- ICH GCP
- US Clinical Trials Registry
- Clinical Trial NCT06127602
The REACTplusNMES Trial: A Double-blinded RCT (REACT+NMES)
NeuroMuscular Electrical Stimulation to Facilitate Perturbation-based REACtive Balance Training for Fall Risk Reduction Post-stroke: The REACTplusNMES Trial
The aim of this study is to compare the effectiveness of 6-weeks of reactive balance training (REACT) with and without neuromuscular electrical stimulation (NMES) to paretic lower limb muscles on biomechanical, clinical, neuromuscular and neuroplastic outcomes of reactive balance control.

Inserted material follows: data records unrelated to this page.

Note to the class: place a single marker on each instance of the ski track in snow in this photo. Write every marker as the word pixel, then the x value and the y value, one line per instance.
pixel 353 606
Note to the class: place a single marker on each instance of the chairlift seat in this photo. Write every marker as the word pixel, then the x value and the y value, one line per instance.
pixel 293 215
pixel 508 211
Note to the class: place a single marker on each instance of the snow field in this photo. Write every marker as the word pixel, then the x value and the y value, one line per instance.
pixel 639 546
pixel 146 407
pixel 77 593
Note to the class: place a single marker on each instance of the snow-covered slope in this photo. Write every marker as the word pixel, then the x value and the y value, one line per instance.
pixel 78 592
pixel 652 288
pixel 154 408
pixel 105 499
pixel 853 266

This project is a Phase-I study and incorporates a double-blinded, randomized controlled trial design.
Methods: Forty-six individuals with chronic stroke will be recruited and screened for determining their eligibility for the study. Once enrolled, they will be randomized into either of the two groups: intervention group (23 participants) and control group (23 participants). Both groups will undergo series of pre-training assessments which includes a postural disturbance in the form of a slip- or trip-like perturbations and walking tests in laboratory environment. After the pre-training assessment, individuals will undergo 6-weeks of training (2 hour per session, 2 sessions per week). The intervention group will receive NMES with the REACT training and the control group will receive ShamNMES. NMES will be applied to the different muscle groups of the paretic lower limb using an advanced software which is able to synchronize muscle activation with the time of perturbation onset and according to the phases of gait. After training, both groups will again be tested on all the assessments performed pre training.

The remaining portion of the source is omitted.